On parle de déficience intellectuelle lorsque le fonctionnement cognitif global est inférieur à la moyenne, que l’adaptation aux exigences quotidiennes de la vie sociale est réduite et que ces difficultés sont apparues avant la puberté. Dans cette acception, la déficience intellectuelle touche de 1 % à 3 % de la population générale, avec une prépondérance du sexe masculin. Des tests psychométriques permettent de déceler finement la nature des difficultés de chacun, qu’elles portent sur les compétences langagières ou pratiques. On obtient un résultat global, le quotient intellectuel (QI), évolutif au cours de la vie, qui mesure l’avance ou le retard d’un enfant par rapport à sa classe d’âge.

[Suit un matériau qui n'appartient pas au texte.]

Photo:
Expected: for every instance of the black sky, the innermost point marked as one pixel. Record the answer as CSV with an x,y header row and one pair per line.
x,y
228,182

La majorité des déficiences intellectuelles ont une origine génétique ou chromosomique (trisomie 21, syndromes de l’X fragile ou de Prader-Willi). Toutes sortes d’altération du fonctionnement cérébral peuvent également être en cause : infection contractée par la mère pendant la grossesse, souffrance du cerveau au moment de la naissance, traumatisme crânien, etc.

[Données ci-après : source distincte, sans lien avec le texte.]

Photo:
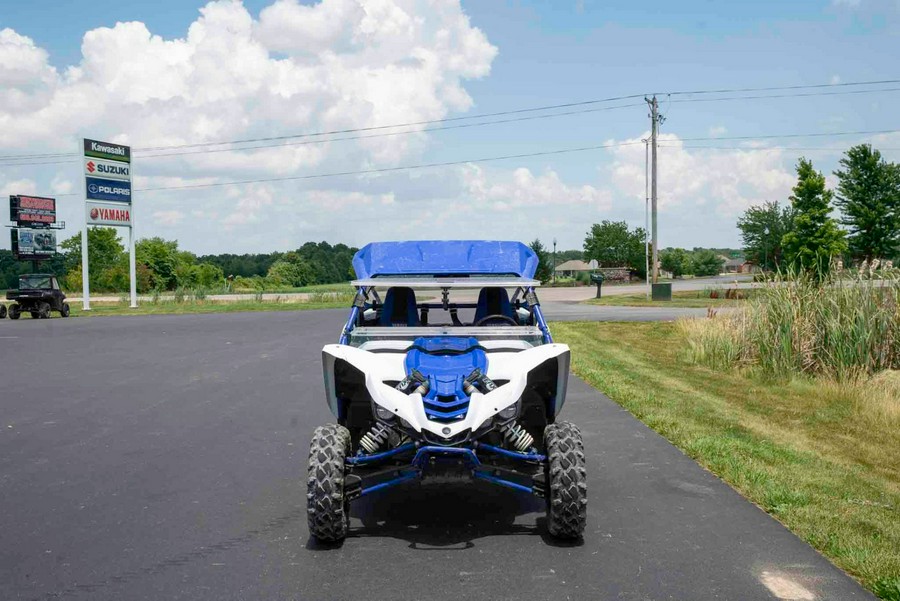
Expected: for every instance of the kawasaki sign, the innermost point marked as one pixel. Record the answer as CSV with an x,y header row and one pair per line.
x,y
106,150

Les difficultés de comportement sont parfois associées à la déficience intellectuelle. Ce sont des troubles de l’adaptation sociale qui, pour répondre à la définition de l’Organisation mondiale de la santé (OMS), doivent être « permanent[s] ou répété[s] et causer une souffrance ou constituer un handicap dans un ou plusieurs domaines de la vie courante ». Les troubles envahissants du développement (TED), comme l’autisme, désignent quant à eux des troubles sévères du développement de l’enfant, notamment sur les plans cognitif, social, intellectuel, sensoriel et en matière d’acquisition du langage.